Vous n'êtes pas le livre, vous êtes le stylo.
Décembre 2004, j'ouvrai la pièce pour la première fois depuis trois ans. Les choses y étaient encore comme nous l'avions laissé, le livre que tu lisais était encore posé là sur la commode en face de la fenêtre qui donne sur le jardin, avec la chaise et ses oreillers que tu affectionnais tant en hiver durant tes lectures nocturnes. Il n'y avait pas ta tasse préférée, tu ne buvais pas de thé à cette époque là. Le livre sur la commode était déposé sur le rebord, un équilibre précaire qui montrait la trace de ton passage, tu avais sûrement dû partir en vitesse pour faire quelque chose... C'est vrai qu'une fois plongé dans ta lecture tu oubliais le monde qui t'entourait. Derrière cette chaise en bois qui s'exposait directement en face de la fenêtre il avait cette bibliothèque que tu as remplis personnellement petit à petit et avec toujours la même addiction, de livres qui t'avais plu, dont le titre évocateur t'avais donné envie de les lire ou bien simplement la photo de couverture avait attiré ton regard. C'est au détail que tu choisissais les livres, tu n'avais pas besoin de lire le résumé pour savoir qu'ils pouvaient te plaire. Simplement ils t'appelaient. Tu prenais beaucoup de plaisir à les parcourir pour savoir lequel allait être la proie à ton envie d'aventure, tu savais apprécier l'odeur des pages, la texture et la finesse de la première de couverture. Tu m'avais demandé de fixer des petites lampes pour permettre tes recherches même quand le soleil lui s'était couché. Elles sont encore présente aujourd'hui, avec beaucoup de poussière, l'ampoule elle ne fonctionne presque pas, un scintillement sur deux fait l'effet d'une étincelle qui n'aurait pas réussi à briller correctement. La pièce était comme en pause, elle s'était arrêtée à temps, une période donnée, celle de ton arrivée et finalement celle de ton départ.

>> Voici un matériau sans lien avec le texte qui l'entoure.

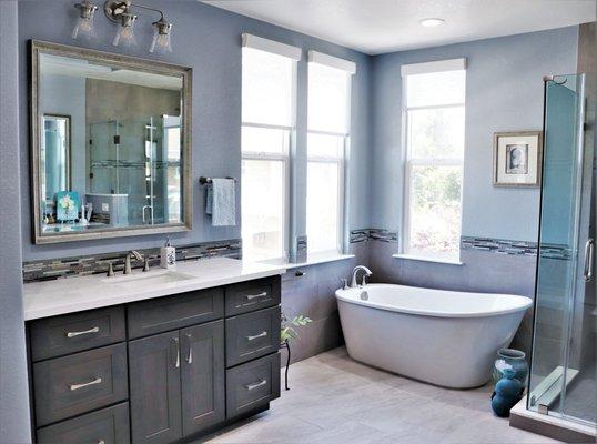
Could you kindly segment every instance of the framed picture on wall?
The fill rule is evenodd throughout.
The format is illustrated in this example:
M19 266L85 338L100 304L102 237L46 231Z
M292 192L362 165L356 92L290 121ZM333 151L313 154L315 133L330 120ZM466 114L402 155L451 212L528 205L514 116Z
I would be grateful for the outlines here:
M494 186L539 186L542 131L494 133Z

De nous il ne reste plus aujourd'hui que ce que je garde en tête, profondément encrée dans ma mémoire de mes souvenirs radieux en ta compagnie, de ton rire qui traverse la pièce et de ton odeur qui se colle à moi. Tout ça au plus profond de ma tête, pour me rappeler que tu y vis encore. Que tu as quitté ce monde en oubliant de prendre tout l'amour que j'ai pour toi qui continue d'exister. Depuis j'ai laissé la porte de cette pièce ouverte, comme si tu allais revenir t'assoir sur cette chaise, t'enrouler dans un plaid et reprendre ta lecture, mais tu n'es plus. Qui, si ça n'est toi, finira ce livre.